Returning characters are a huge part of the gameplay here. If you are familiar with past games in the franchise, you will immediately be able to jump into combat with your favourite character, and dominate the playing field. However, a few new characters have been added to keep things fresh. For the Plants, these include Night Cap, a mushroom ninja; the fire-breathing Snapdragon, and a tiny Acorn that can become a massive oak. On the Zombies side, you can expect to see Electric Slide, a roller-skating undead; a bow-wielding 80s Action Hero, and a transforming Space Cadet. Personally, I love this kind of gameplay. Overwatch and Paladins are hero-shooters that have dominated my multiplayer sessions since they released, and adding Plants vs Zombies to the mix may just be the breath of fresh air I need. The very nature of the game also ensures how it is basically future proofed. Adding a new character every odd month can bring back veteran players for years to come.
In terms of multiplayer, I can safely say the game suffers from the same issues all other hero shooters do: some classes and characters are simply overpowered compared to the rest. This is something a quick balance update can fix, but does serve to sour the multiplayer experience for first-time players, or those who are just trying the game out. Being used to this kind of thing, however, I think the game has a lot of potential – a fact helped immensely by the maps on offer.
All maps are brightly coloured and cartoonish, and they work incredibly well! The game’s style and humour translates beautifully into the way the maps have been designed to incorporate both close and long range skirmishes. There really is a lot of variety in the maps and how they are designed. Game modes also offer a lot of options for players. Team deathmatch is a firm favourite, with capture the objective coming in at a close second. There is even a playlist option where the modes alternate after every match. One of the biggest draws for me, however, comes by way of the free roam aspect Battle for Neighborville now includes. In Ops Mode, you can team up with three other players to roam a huge battlefield where you have to take back parts of the map from the enemy. This is a nice reprieve from the usual fanfare, and one I enjoyed playing a lot.

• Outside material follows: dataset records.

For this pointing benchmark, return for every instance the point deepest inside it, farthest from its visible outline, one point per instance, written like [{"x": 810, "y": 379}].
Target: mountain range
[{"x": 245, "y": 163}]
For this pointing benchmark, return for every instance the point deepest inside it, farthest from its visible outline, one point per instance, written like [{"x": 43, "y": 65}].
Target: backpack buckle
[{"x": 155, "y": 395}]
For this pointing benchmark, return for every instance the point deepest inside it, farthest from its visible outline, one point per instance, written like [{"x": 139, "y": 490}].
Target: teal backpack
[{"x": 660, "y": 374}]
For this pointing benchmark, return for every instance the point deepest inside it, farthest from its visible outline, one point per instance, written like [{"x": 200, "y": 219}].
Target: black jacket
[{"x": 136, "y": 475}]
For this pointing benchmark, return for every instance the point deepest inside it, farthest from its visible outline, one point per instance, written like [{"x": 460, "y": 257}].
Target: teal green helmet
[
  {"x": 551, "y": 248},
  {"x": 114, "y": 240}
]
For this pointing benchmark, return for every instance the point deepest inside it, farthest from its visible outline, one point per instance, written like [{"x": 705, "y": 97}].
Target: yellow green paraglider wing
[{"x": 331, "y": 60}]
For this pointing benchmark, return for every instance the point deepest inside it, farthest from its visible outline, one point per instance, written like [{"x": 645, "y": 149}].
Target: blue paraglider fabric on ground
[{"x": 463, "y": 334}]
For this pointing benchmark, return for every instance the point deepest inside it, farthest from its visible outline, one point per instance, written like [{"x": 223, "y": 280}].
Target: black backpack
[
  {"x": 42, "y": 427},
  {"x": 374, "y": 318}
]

The final key feature about Plants vs Zombies: Battle for Neighborville is how the progression system works. This time around, it is not about unlocking new weapons or perks. Instead, it is entirely based around making your preferred class and character look as classy, or as sassy, as your heart desires. Every character can be customised and skinned, whether they have huge leaves or cute little dots on their mushroom heads. Furthermore, the game also lets you unlock thought bubbles and emotes – perfect for when you already have that winning look, but need the expression to go with it. Granted, a lot of this comes down to grinding and playing the game for as long as possible. However, this is nothing new to anyone who has played Overwatch, Call of Duty, or any other multiplayer shooter in recent years. There is only so much you can do at the end of the day, and progression is ultimately tied to what you can and cannot do.

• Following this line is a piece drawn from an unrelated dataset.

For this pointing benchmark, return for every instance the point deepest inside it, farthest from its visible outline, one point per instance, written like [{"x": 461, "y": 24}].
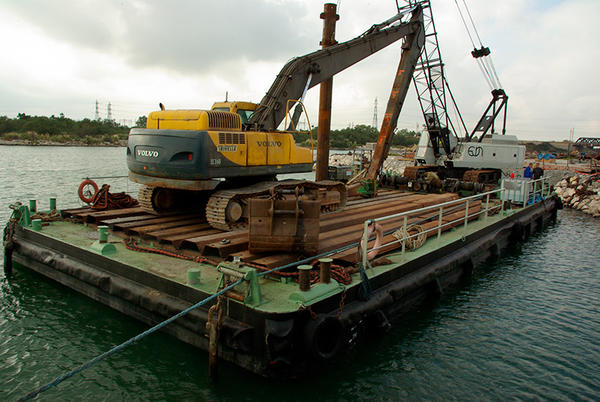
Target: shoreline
[{"x": 58, "y": 144}]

Battle for Neighborville is one of the quirkiest multiplayer shooters I have played in a long time. While the game is not really up my alley (I do prefer the nitty-gritty of Call of Duty over this), I appreciate its appeal and its unrelenting focus on being as silly as it can be. I also see how it appeals to a larger audience than all of the Call of Duty games. Ultimately, the game is an enjoyable romp that can be played in short bursts. It may not be entirely my thing, but I will admit that I found the whole experience oddly satisfying. It is a game I would return to, time and time again.